Reasons for Fiddle Leaf Fig Brown Spots
There are many reasons for the development of brown spots on fiddle leaf fig. The spots can range from tan to blackish brown and may appear on the new growth, older leaves, or stem.
If the fiddle leaf fig leaves start showing blackish-brown spots on their edges and middle surface, then it indicates that the plant is under a fungal infection attack.
Fiddle leaf plants prefer warm and wet conditions in their native habitat, and it is essential to mimic the same conditions when they are grown as houseplants. They require minimal watering, and plant owners must allow the soil to dry before watering it again.

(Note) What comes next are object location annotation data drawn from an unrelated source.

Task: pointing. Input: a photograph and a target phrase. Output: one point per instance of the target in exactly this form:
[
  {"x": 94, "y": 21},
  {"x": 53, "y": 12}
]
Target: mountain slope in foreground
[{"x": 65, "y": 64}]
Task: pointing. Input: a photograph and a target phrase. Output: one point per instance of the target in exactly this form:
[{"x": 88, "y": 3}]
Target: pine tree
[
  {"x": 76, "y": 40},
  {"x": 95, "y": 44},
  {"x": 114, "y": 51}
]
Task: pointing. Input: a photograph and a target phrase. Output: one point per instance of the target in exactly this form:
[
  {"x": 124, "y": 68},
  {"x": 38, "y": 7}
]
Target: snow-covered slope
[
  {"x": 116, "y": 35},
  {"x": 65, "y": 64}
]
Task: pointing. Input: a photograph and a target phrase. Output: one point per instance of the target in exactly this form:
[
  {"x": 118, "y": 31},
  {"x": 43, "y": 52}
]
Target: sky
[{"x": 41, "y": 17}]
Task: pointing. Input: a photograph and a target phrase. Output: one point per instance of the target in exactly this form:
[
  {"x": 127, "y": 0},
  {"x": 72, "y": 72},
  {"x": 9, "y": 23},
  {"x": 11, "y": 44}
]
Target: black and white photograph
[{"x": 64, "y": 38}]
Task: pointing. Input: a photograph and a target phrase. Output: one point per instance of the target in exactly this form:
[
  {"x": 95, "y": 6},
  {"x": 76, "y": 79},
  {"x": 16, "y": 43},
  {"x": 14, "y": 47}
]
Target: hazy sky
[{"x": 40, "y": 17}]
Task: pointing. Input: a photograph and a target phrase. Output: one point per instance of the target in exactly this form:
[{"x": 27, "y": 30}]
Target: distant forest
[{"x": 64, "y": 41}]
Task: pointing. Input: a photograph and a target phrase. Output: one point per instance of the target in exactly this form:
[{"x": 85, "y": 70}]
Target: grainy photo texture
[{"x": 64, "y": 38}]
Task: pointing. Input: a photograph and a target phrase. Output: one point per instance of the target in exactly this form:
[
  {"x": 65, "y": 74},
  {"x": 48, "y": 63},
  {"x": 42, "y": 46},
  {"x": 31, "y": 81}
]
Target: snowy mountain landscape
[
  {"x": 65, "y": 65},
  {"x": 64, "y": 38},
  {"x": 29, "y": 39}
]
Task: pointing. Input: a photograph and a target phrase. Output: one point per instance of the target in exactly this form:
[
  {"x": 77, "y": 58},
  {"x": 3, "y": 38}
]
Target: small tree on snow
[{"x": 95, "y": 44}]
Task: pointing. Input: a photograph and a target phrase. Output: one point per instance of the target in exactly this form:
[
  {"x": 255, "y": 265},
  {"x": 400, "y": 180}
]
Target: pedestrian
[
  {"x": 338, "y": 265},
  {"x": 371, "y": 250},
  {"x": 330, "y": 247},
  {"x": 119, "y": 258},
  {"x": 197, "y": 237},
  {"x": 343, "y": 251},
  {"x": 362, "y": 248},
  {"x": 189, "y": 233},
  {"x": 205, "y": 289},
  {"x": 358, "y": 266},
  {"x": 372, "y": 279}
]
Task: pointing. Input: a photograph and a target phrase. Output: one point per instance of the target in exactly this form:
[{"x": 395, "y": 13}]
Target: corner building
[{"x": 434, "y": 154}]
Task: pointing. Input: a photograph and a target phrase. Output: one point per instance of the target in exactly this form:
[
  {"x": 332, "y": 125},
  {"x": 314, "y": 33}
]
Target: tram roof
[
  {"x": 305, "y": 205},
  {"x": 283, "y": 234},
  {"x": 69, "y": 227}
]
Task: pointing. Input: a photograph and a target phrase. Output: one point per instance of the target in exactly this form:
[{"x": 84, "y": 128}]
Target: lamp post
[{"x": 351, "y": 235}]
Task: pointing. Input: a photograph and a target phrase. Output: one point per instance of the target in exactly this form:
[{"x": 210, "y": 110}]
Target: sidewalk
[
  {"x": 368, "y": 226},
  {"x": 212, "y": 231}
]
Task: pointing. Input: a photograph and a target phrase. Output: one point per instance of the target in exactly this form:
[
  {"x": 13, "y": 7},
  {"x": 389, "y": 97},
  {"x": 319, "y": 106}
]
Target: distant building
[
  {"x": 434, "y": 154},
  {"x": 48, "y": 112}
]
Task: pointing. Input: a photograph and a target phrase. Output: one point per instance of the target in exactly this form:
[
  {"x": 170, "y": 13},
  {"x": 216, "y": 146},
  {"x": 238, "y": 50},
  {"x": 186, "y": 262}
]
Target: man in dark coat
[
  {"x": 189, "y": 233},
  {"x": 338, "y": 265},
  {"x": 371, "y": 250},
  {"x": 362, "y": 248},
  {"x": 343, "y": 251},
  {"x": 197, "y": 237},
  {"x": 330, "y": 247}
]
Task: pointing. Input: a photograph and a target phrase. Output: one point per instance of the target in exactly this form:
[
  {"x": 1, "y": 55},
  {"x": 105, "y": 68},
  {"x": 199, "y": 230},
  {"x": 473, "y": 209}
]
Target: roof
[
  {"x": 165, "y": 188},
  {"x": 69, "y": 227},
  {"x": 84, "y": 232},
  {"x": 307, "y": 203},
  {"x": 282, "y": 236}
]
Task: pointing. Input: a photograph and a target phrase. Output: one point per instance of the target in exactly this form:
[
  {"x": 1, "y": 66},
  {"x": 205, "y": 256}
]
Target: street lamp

Many houseplant owners make the mistake of overwatering their plants, as they think that the development of brown spots on the leaves means the plant is dehydrated. On the opposite, excessively watering the fiddle leaf fig plant will lead to oversaturation of plant soil, resulting in the plant roots being unable to breathe.
When the fiddle leaf fig plant roots have moist and wet soil in their surroundings, the water chokes the roots by filling up empty air spaces, leaving no room for the roots to breathe. The plant roots will not be able to transport nutrients to the rest of the plant, resulting in the leaves and stem suffering.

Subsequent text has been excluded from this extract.